While guests were still arriving, the younger Robinson children ran noisily about the dance floor, dodging among the guests in a wild game of tag. They were tolerated, more than tolerated. They were the only children in the world.
In some sense, almost everyone present was an exile. Some had been shanghaied, some had jumped to escape punishment (deserved and otherwise), some (like the Dasguptas) thought that stepping out of time for a couple of centuries while their investments multiplied would make them rich. On the whole, their initial jumps had been short-into the twenty-fourth, twenty-fifth, twenty-sixth centuries.
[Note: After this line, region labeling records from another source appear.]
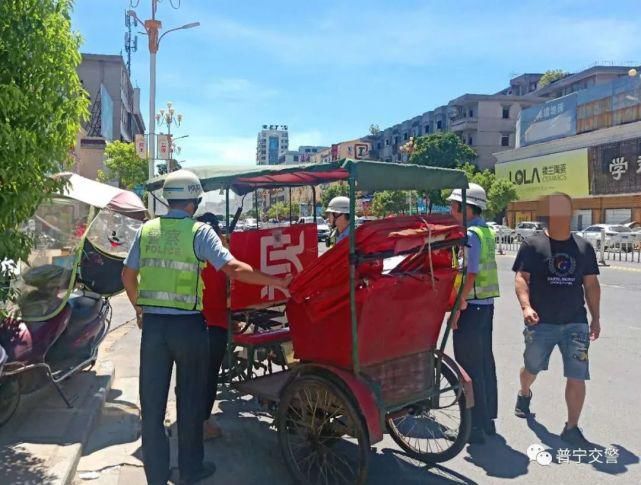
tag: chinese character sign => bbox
[136,134,147,158]
[588,138,641,195]
[158,135,169,160]
[230,224,318,310]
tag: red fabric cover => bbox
[234,327,290,347]
[286,216,465,369]
[202,263,227,329]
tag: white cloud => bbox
[203,78,279,103]
[289,130,327,150]
[192,2,641,69]
[180,135,256,168]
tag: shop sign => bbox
[495,148,589,200]
[588,138,641,195]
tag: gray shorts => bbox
[523,323,590,381]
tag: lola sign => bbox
[495,148,589,200]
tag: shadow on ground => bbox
[528,417,639,475]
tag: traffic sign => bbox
[136,134,147,158]
[158,135,170,160]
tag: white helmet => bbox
[447,184,487,210]
[162,170,203,200]
[325,196,349,214]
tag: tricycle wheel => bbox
[0,377,20,426]
[277,375,369,485]
[385,362,472,463]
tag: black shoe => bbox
[467,426,485,445]
[561,423,592,449]
[441,426,459,443]
[485,419,496,436]
[179,461,216,485]
[514,391,532,418]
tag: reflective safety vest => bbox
[467,226,500,300]
[137,217,204,311]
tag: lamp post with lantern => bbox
[155,102,184,172]
[401,136,418,215]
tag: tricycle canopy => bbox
[147,159,467,195]
[54,172,147,220]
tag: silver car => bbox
[577,224,636,251]
[514,221,545,241]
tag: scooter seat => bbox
[67,296,102,328]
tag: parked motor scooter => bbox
[0,174,146,426]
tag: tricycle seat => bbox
[234,327,291,347]
[286,216,465,369]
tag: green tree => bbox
[537,69,569,89]
[486,178,519,220]
[267,202,300,221]
[0,0,89,261]
[372,190,409,217]
[98,141,149,190]
[441,163,518,220]
[321,182,349,210]
[409,132,476,168]
[409,132,476,210]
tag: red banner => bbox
[230,224,318,310]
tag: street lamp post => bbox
[155,102,186,172]
[127,0,200,212]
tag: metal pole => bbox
[225,187,234,388]
[599,227,608,266]
[349,175,360,375]
[254,189,259,229]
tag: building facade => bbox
[278,145,327,165]
[448,94,543,170]
[74,54,145,179]
[495,76,641,230]
[256,125,289,165]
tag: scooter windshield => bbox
[87,209,142,258]
[15,198,92,321]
But somewhere in the twenty-third, the rest of humanity disappeared. The travelers coming out just after the Extinction found ruins. Some-the most frivolous, and the most hurried of the criminals-had brought nothing with them. These starved, or lived a few pitiful years in the decaying mausoleum that was Earth. The better-equipped ones-the New Mexicans, for example-had the means to return to stasis. They bobbled forward through the third millennium, praying to find civilization revived. All they found was a world sinking back to nature, Man's works vanishing beneath jungle and forest and sea.
Even these travelers could survive only a few years in realtime. They had no medical support, no way to maintain their machines or produce food. Their equipment would soon fail, leaving them stranded in the wilderness.